Снова Артемида — под ее римским именем Диана. Артемида, чьи святилища часто строились вблизи источников и болот, Артемида, близкая лунной богине Гекате с ее колдовскими чарами. Она незримо живет на Ярыни, в этом водном и заболоченном мире, где лунный свет обращает утопленниц в русалок. Она — и Летница, и девственная польская богиня Дзевана. Ее же напоминает Аксютка, дочка болотной бесовки Марыськи. Здесь — уподобление не прямое, не грубое. Одни черты совпадают, другие — нет. Но мифологический смысл образов вырастает именно из этих косвенных уподоблений. Артемида рождена богиней Лето от Зевса. Отец же Аксютки — человек. Но ее мать, Марыська, вступает в супружество с идолом Перуна (славянский аналог громовержца Зевса). В конце романа он поневоле становится приемным отцом Аксютки.
Следуя такими путями, художественная фантазия Кондратьева реконструирует миф уже в почти научном смысле слова. Такова реконструкция мотива брачных отношений Перуна и Мокоши, обнаруженного учеными значительно позднее[7]. В романе Кондратьева этот мотив возникает дважды: сначала в истории о том, как Перун пленил красавицу Мокошь, а затем, в сниженном варианте, в фабульной линии «идол Перуна — Марыська». Бесовка, получившая верховную власть над водой, — травестийный двойник Мокоши.
Движение времени на берегах Ярыни во многом организовано так же, как в петербургских сюжетах на античные темы. Мир низшей славянской демонологии тоже помнит о своем архаическом прошлом, о когда-то присущем ему величии и последующем вырождении. Перун, некогда громыхавший и владычествовавший на небе, колодой лежит теперь на дне реки. Водяной не получает ни прежних почестей, ни прежних жертвоприношений. Лешему и Лешачихе уготована смерть: нечисть не только вырождается, она вымирает.
Главной мотивировкой событий, как и в «Сатирессе», остается, в сущности, Amor Fati. Герои обречены своей природе и слепо следуют ей. Попытки сопротивления тщетны. Психологизма в романе нет: здесь тоже никто из героев не читал еще «Смерти Ивана Ильича».
Зато автор, несомненно, читал гоголевского «Вия». Об этом свидетельствуют и описания русалочьих тел, и эпизод избиения ведьмы, в последнюю минуту обернувшейся молодой женщиной, и, главное, — роль магического круга, у Гоголя важнейшая в содержании, у Кондратьева — в форме произведения[8].

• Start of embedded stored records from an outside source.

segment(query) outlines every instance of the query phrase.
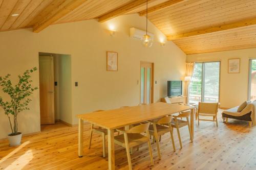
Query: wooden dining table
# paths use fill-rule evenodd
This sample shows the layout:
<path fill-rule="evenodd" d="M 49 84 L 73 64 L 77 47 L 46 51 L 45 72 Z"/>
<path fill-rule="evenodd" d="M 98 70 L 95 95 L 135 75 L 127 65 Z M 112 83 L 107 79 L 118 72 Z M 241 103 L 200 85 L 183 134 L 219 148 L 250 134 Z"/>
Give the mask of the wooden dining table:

Обложка к первому сборнику рассказов А. А. Кондратьева «Белый Козел» работы С. Панова (1908).
Действие романа начинается летом — летом же и заканчивается. Природа, люди и нечисть совершают путь вслед за Солнцем — Посолонь, поставлены автором в зависимость от солнцеворота. В первой сцене происходит то же, что и в последней: превращение утопленницы в русалку. Эту закольцованную композицию можно описать словами Андрея Белого, сказанными о «Ревизоре»: «фабула — круг»[9].
Такой же замкнутый космос представлял собой и античный мир Кондратьева. Но круг, замыкающий берега Ярыни, имеет уже совсем иную природу.
В Петербурге Кондратьев грезил о древнем мире, воссоздавал его в собственной душе и наделял возникающий фантом всеми признаками объективности. Главная художественная фикция петербургского периода его творчества состояла в том, что «там и тогда» выдавалось за «здесь и сейчас». На Волыни эти измерения реально сливаются: Кондратьев действительно оказался в том мире, который он воплотил в романе.
Его имение, расположенное между Вислой и Днепром, находилось на территории прародины славянских народов — в подлинном центре очерчиваемого им круга. Две другие реки — Горынь и Ярунь, протекавшие поблизости от имения, дали имя его Ярыни. Славянская мифология, изучаемая Кондратьевым по научным источникам, еще жила здесь в местных поверьях. Более того: здесь жили и существа, населяющие его роман. В одном из писем А. М. Ремизову Кондратьев рассказывает, что встретился на улице с деревенской ведьмой, но был не так-то прост — зачурался.
Существенно, однако, что весь этот автобиографический контекст остался совершенно за рамками романа, написанного в той же «объективистской» манере, что и вещи петербургского периода. «Фигурой фикции» теперь становится не физическое присутствие, а физическое отсутствие автора внутри очерченного им круга, отсутствие связей романного времени с живым, настоящим временем. Таким образом, внешнее подобие поэтики «На берегах Ярыни» поэтике «Сатирессы» или античных рассказов — это скорее не близнечество, а двойничество двух миров, которые как бы взаимно вывернуты наизнанку по отношению друг к другу.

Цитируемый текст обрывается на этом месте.